Question 3 has students thinking contextually about one-to-one functions and how this elevation function does not meet such requirements. This ties into the idea of question 4c, namely that there are two times where any given elevation (except the summit) is reached. In question 5, this knowledge is expanded to include a graphical interpretation: the horizontal line test.
In question 5, it is important that students realize why having repeated elevations is problematic, not for the original, but for the inverse. For groups that are struggling to see this, have students identify the two ordered pairs on the original graph that produce a given elevation, and then ask what ordered pairs would be on the inverse. This line of questioning illuminates how the same input will go to multiple outputs, which contradicts the definition of a function.
When the x-value of the inverse relation is 12,978, what would the output be?
How can we determine whether a relationship represents a function or not? What if we don’t have a graph?
Why are repeated outputs on the original function problematic?
Can you picture what the inverse graph would look like?
The most challenging aspect for students here is using precise communication. Vague language like “it shows whether it’s a function or not” is misleading because we now have two different tests and two different functions. Make sure that students can communicate that if the original function fails the horizontal line test, it is the inverse relation that fails to be a function. Some students overgeneralize here and conclude that a function has to be one-to-one to even be a function, when in fact this is only a requirement for the inverse to be a function.

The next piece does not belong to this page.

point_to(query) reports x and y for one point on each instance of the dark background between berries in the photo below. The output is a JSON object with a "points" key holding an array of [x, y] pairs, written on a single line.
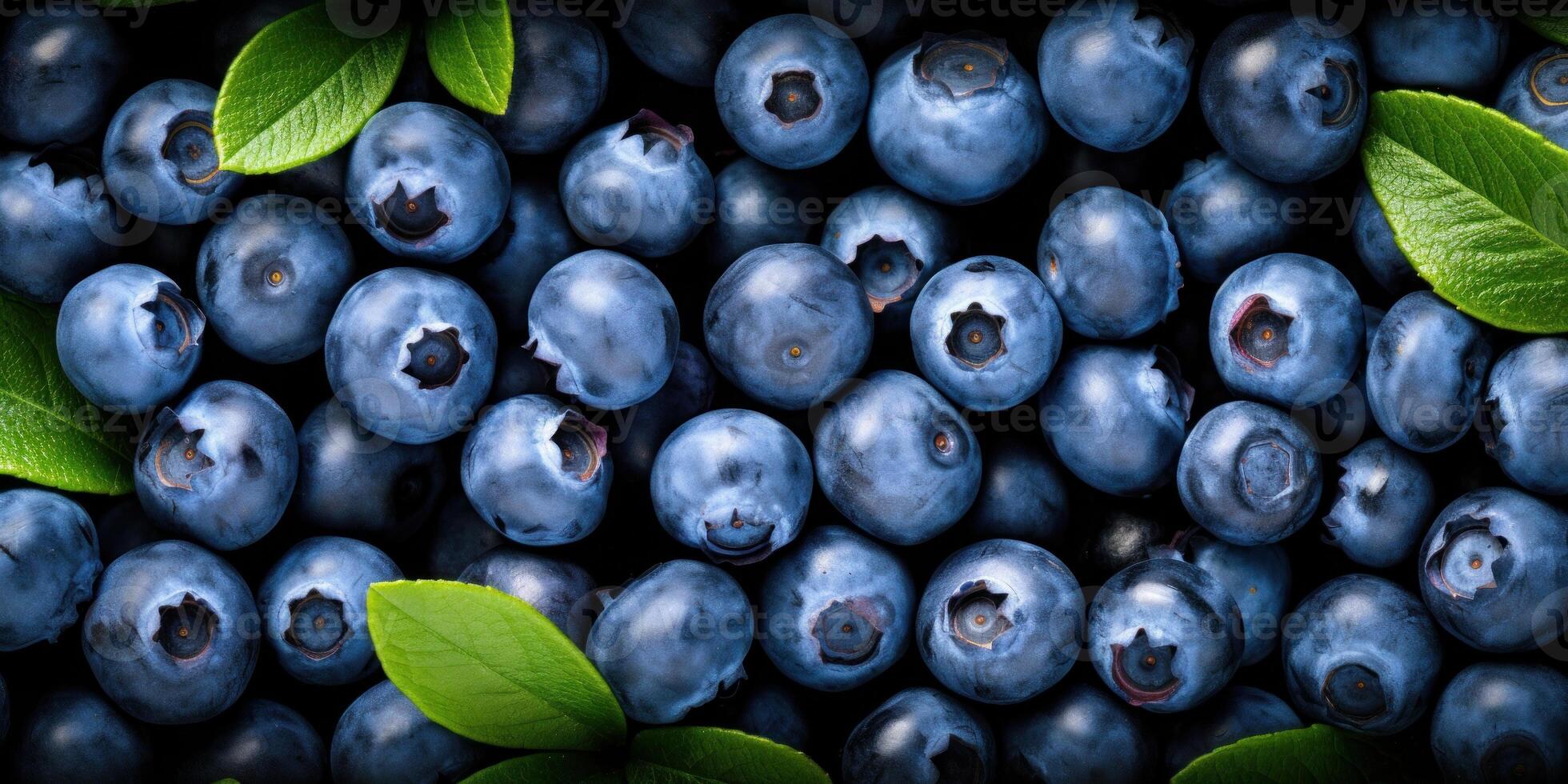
{"points": [[198, 39]]}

We purposefully do not have students sketch an inverse graph during the experience because we want them to be able to determine if the inverse is a function from the original function. Certainly students know that passing the vertical line test guarantees a function, inverse or not, but the point is that we don’t need to actually graph the inverse to find this information. We add the sketch of the inverse in the debrief to support students’ conclusion from the horizontal line test.